First Night of Call as Intern

What did I get myself into? It is 6pm and I just got home from my first night of overnight call at the hospital. Yesterday was the first day of this rotation -- inpatient wards, which will be the bulk of my internal medicine training -- which means I was on call my first day. I guess I spoke too soon earlier when I said they hit you fast and they hit you hard.

Starting off the horrible day/night continuum was the fact that I took over the five patients the previous intern had. Taking on patients that you do not know is always difficult, especially medicine patients who have many problems to manage. Then throughout the night I picked up four new patients, each of whom takes awhile to admit because of admission H&P’s (history and physical exams) and admission orders. On top of this was the difficult task of cross-covering every other teams’ patients, which means getting paged randomly throughout the night by nurses about patient X’s tachycardia or patient Y’s diarrhea or patient Z’s itchiness. Itchiness? Come on, just scratch it yourself! When your team is being slammed with patients, prescribing Immodium is hard to take seriously.

On top of all that, add the grueling struggle of trying to keep my eyes open since it had been months since I was last on call -- last November, precisely, in medical school.

And then, post-call, dead tired, and zombie-like, I had to churn out notes for all my patients, none of whom I knew too well. It took me quite late into the day ... so much for the ACMGE mandated 30-hour limitation.
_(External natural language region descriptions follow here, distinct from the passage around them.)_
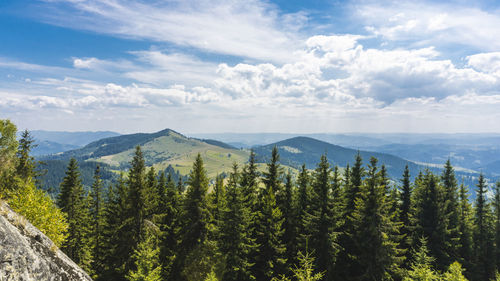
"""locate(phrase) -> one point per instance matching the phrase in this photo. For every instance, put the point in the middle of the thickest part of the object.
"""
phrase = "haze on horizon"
(251, 66)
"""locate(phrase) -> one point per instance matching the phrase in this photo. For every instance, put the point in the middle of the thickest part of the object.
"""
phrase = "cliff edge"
(27, 254)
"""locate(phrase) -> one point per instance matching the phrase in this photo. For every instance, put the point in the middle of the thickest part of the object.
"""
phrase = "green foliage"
(269, 260)
(321, 219)
(39, 209)
(483, 234)
(465, 228)
(375, 232)
(211, 276)
(97, 224)
(26, 163)
(195, 251)
(451, 211)
(75, 204)
(405, 216)
(235, 242)
(147, 263)
(431, 219)
(421, 269)
(454, 273)
(305, 271)
(8, 160)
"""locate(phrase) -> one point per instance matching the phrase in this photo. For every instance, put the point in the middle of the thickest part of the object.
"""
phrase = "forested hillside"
(320, 225)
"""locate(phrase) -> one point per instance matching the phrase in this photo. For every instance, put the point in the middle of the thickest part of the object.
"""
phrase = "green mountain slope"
(161, 149)
(303, 150)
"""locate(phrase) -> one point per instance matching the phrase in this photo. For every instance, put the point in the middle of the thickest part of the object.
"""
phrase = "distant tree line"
(324, 224)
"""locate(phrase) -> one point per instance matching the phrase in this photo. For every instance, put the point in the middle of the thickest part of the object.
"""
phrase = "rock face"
(27, 254)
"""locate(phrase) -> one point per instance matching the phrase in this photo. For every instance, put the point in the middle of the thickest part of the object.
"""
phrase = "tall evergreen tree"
(483, 236)
(235, 242)
(431, 220)
(146, 259)
(26, 163)
(496, 217)
(151, 194)
(304, 198)
(98, 221)
(115, 246)
(217, 199)
(169, 223)
(346, 266)
(289, 222)
(405, 216)
(451, 211)
(465, 228)
(321, 223)
(195, 219)
(421, 267)
(74, 203)
(375, 232)
(270, 259)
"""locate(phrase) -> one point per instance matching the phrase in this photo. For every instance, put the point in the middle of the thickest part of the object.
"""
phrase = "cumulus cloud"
(485, 62)
(431, 23)
(252, 29)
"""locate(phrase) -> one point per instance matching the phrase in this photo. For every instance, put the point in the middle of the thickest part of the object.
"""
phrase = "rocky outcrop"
(27, 254)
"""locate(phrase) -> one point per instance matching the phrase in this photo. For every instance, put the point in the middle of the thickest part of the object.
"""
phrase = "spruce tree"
(421, 267)
(25, 168)
(195, 222)
(405, 216)
(169, 222)
(431, 219)
(98, 222)
(483, 236)
(132, 225)
(217, 199)
(115, 246)
(451, 211)
(235, 242)
(269, 261)
(346, 266)
(303, 204)
(496, 217)
(249, 181)
(146, 259)
(465, 229)
(151, 194)
(375, 233)
(320, 225)
(75, 204)
(289, 222)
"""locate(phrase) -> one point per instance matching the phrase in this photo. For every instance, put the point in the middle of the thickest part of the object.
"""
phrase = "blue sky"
(251, 66)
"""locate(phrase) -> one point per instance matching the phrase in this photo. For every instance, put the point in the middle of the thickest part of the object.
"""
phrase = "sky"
(251, 66)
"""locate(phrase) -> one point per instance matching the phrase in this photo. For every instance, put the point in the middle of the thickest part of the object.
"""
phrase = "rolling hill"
(161, 150)
(304, 150)
(174, 152)
(76, 139)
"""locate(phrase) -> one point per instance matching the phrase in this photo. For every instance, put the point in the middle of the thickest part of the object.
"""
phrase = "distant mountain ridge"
(168, 149)
(305, 150)
(71, 138)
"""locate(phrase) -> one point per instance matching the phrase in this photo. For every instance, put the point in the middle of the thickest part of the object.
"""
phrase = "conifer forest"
(327, 223)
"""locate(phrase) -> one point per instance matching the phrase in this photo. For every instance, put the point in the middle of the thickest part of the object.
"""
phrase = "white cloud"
(334, 83)
(85, 63)
(252, 29)
(485, 62)
(432, 23)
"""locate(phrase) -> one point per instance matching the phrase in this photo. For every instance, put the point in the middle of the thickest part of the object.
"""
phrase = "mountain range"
(175, 152)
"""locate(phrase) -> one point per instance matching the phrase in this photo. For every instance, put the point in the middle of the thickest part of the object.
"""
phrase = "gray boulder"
(27, 254)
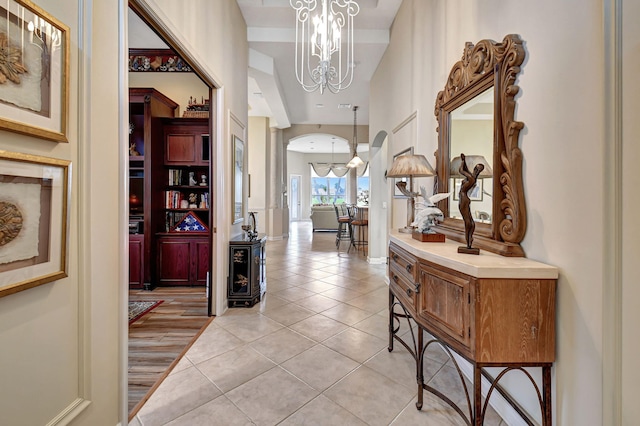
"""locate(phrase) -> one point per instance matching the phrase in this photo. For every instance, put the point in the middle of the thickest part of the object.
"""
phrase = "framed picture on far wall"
(34, 208)
(396, 191)
(34, 77)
Again, what did I get myself into?


MedStudentGod (MSG) said...

Sounds about right. Next year for me.

Ladyk73 said...

Aww...I know it sucks...especially the first day. I am not going to try to compare the stress of my job to yours (other than it is less mental), my job (while a full time grad student) has been finding me exhausted due to lack of sleep.

I work at a residential aide with the MRDD population. Our residents are all have co-occuring disorders. Examples:

MR, Blind, and autism
MR, schizoeffective teenager
Severe MR, bipolar
MR, CP, Autism

And! many of these clients have trauma histories.

Not only do we have to worry about being bitten, peed on, or having to determine if someone is manic, or in pain.

But we have to worry about med errors (we are med certified and can give drugs), and the constant threat of being brought up on abuse charges.

From my experience, There is a mutual respect between residental aides at my agency and the medical providers who treat them. And everyone works together as a team ("something doesn't seem right," is taken seriously)

After experiencing the joy of being called in to do a double, after notice in which you have the opportunity to get five hours of sleep, having an unpredictable swing shift, and if you fall asleep for 10 min on 3rd shift, you can be charged with abuse....
For the lovely $10 an hour...

But it is worth it...when you see the clients learn and live happier lives.

I can feel your pain. It really sucks (for both of us).
The first day, yikes....It will get easier. I am rooting for ya.
(and my blog has the same sort of venting)

Anonymous said...

I love your blog! I've been reading it for a while now... I want to either go into nursing or pre-med and reading about your experiances is very helpful. Please write again soon!


Axis said...

msg and katie -- get out now while you can. go to law school!

ladyk73 -- first days DO suck. I am certainly hoping it gets better.